Credit metrics improved during the reported quarter. Allowance for loan losses of $963 million declined 2.5% sequentially. In addition, non-performing loans decreased to $386 million from $446 million. Also, during the December-ended quarter, the company recorded $1 million in provision for loan losses, down considerably from the prior quarter’s $227 million.

Further, as a percentage of period-end loans on an annualized basis, allowance for loan losses was 1.65%, flat quarter on quarter. The fourth quarter witnessed net charge-offs of $29 million compared with the prior quarter’s $67 million.

Capital Position

Common Equity Tier 1 ratio was 9.67% at the end of the fourth quarter compared with the 9.21% reported at the end of the prior quarter. Additionally, total capital ratio was 12.55%, up from the previous quarter’s 12.05%. Tier 1leverage ratio was 8.24%, down 1 basis point (bp).


First-Quarter 2021

The company expects NII to decline in mid-single digit sequentially, reflecting lower net loan accretion or securities premium amortization and day count. Average earning assets are expected to increase slightly, with average loans down modestly.

Regarding fee income, management expects it to decline in mid-teens due to the impact of seasonality, partially offset by expectation for relatively strong environment for fixed income and mortgage banking

Non-interest expenses might fall by low to mid-single digits.

In the first quarter, net charge-offs are expected to be 20-30 bps.

Management expects to continue targeting a CET1 ratio of about 9.5% in the first quarter of 2021.

Full-Year 2021

The company expects low to mid-single digit decline in NII, given the outlook for muted loan growth and moderating impacts for net accretion.

Also, though management anticipates a continued relatively strong environment for mortgage and fixed income businesses, fee income is expected to fall by low teens percentage.

On the expense front, non-interest expense might be down in the low- to- mid-single digit range with results excluding incentives and commissions down in low-single digits. The company’s focus on efficiency and cost saves should result in an expense decline over the next year.

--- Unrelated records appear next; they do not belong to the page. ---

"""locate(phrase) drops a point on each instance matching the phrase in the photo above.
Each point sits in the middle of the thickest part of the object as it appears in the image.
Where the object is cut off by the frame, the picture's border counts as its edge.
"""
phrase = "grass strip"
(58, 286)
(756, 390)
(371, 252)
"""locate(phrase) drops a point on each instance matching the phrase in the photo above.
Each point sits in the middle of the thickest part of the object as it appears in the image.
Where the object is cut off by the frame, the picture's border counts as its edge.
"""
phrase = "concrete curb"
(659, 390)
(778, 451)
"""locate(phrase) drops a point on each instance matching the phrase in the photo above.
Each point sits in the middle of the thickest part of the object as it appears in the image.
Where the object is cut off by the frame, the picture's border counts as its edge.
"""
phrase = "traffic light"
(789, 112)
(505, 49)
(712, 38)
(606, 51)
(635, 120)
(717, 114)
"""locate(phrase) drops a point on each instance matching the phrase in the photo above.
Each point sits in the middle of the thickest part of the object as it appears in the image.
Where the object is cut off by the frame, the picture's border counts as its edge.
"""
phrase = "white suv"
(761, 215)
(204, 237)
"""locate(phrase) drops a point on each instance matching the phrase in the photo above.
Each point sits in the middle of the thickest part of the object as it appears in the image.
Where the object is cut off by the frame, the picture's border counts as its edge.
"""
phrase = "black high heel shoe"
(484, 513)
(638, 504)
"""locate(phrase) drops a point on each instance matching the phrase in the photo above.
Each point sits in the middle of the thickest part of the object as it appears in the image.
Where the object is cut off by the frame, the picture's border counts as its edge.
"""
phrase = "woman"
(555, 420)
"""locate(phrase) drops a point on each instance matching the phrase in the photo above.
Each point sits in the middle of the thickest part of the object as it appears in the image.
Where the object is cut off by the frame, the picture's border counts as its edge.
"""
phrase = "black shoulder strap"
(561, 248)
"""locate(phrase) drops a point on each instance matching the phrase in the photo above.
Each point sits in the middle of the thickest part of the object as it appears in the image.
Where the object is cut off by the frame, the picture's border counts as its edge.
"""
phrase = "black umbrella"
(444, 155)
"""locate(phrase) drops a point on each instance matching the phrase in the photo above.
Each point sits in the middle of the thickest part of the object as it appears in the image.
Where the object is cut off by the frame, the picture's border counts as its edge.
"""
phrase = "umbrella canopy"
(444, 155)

The range in provision expense could be significant and will depend on the forward outlook. The company expects net charge-off performance to be strong, in the range of 25-35 bps.

Finally, Tier CET1 ratio may come in around 9.5%, reflecting the expectation for risk weighted assets to be modestly lower and the potential to opportunistically repurchase shares over the course of the year.

How Have Estimates Been Moving Since Then?

In the past month, investors have witnessed an upward trend in estimates revision. The consensus estimate has shifted 14.11% due to these changes.

VGM Scores

At this time, First Horizon has an average Growth Score of C, however its Momentum Score is doing a bit better with a B. Following the exact same course, the stock was allocated a grade of B on the value side, putting it in the top 40% for this investment strategy.

Overall, the stock has an aggregate VGM Score of B. If you aren't focused on one strategy, this score is the one you should be interested in.


Estimates have been broadly trending upward for the stock, and the magnitude of these revisions looks promising. Notably, First Horizon has a Zacks Rank #3 (Hold). We expect an in-line return from the stock in the next few months.